For our honeymoon, Jill and I went to one of my favorite places in the world. We went to the Keys in Florida. I love the feeling of being “off the grid” while in the Keys. I love driving down US 1 with water on both sides of the narrow highway. I love the 7-mile bridge and the beauty of the scenery. I love the Cuban food, the seafood (conch is over-rated) and, of course, the amazing Key Lime Pie. None of these is the reason why I love the Keys so much.
For me, there is something spiritual and mystical about being in the Keys. There is little in this world that compares to sitting on a dock with someone you love and watching the sun drop below the horizon. It is in these types of moments that I understand what the ancient Celtic people were talking about when they spoke of “thin places.”
Thin places are not named “thin” because the altitude is higher or the air is any thinner at these places. Rather, they are called “thin” because it is believed that in these places the distance between heaven and earth shrinks, and the veil between the two worlds is so “thin” you can actually perceive something of heaven itself. It is a place where you know, if only for a brief moment, that you are in the presence of God.

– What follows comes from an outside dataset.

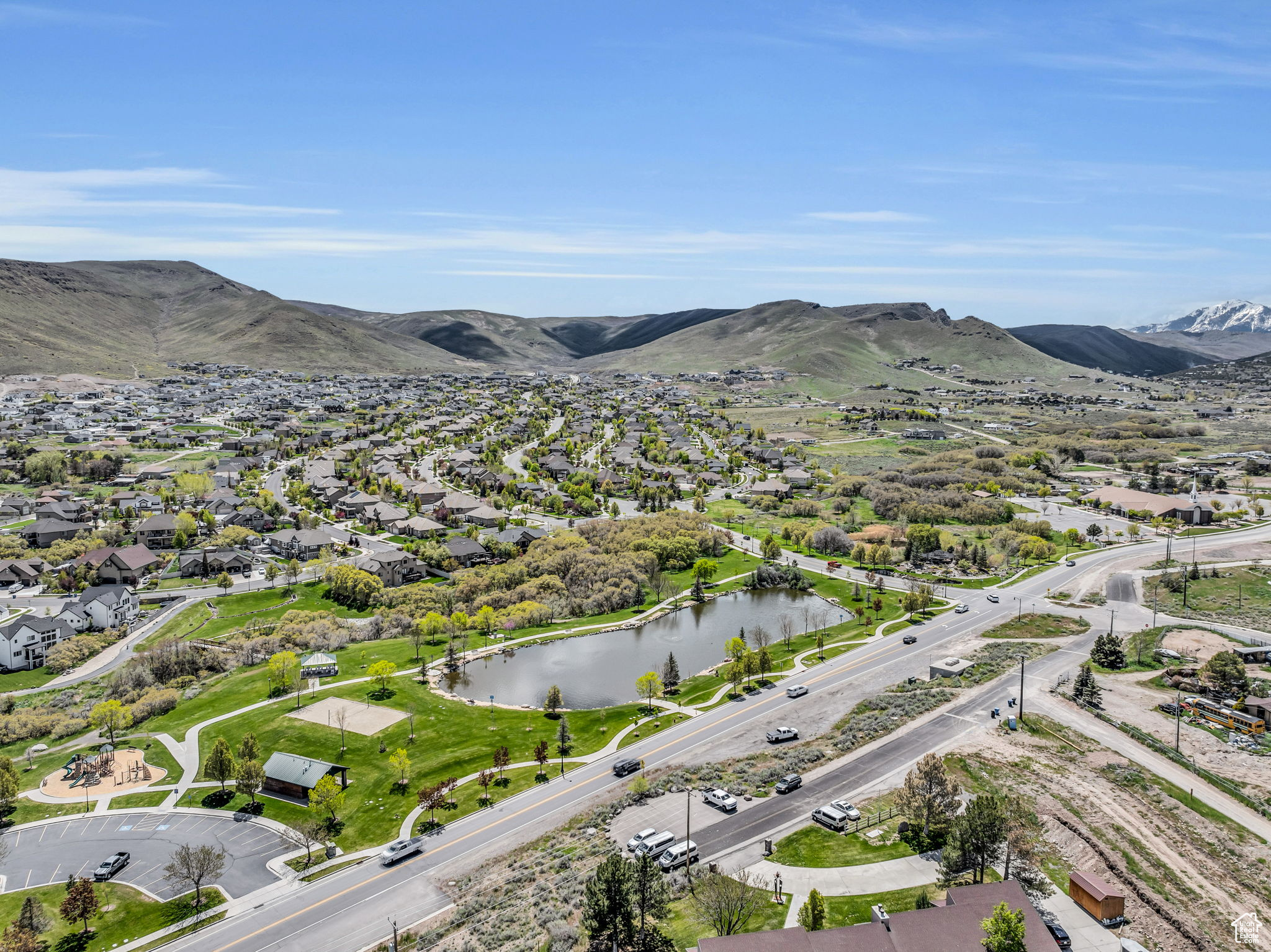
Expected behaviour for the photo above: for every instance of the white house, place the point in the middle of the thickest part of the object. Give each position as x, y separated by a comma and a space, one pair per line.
25, 641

The more I think about it, the more I understand that thin places don’t always have to be actual physical places. Thin places happen whenever and wherever we become aware of the presence of God in the world around us. Whether it is watching a sunset or sitting in the mountains, or maybe singing a hymn or a more contemporary worship song, perhaps for you, those thin places happen during your quiet time…when it is just you and God.
In Psalm 27, when David writes, “One thing I ask of the Lord…,” I get the sense that the one thing David is asking for is a “thin place”, a place where he can know that he is in the presence of God.
You know, maybe this should be our daily prayer:
One thing I asked of the Lord, that will I seek after: to live in the house of the Lord all the days of my life, to behold the beauty of the Lord, and to inquire in his temple.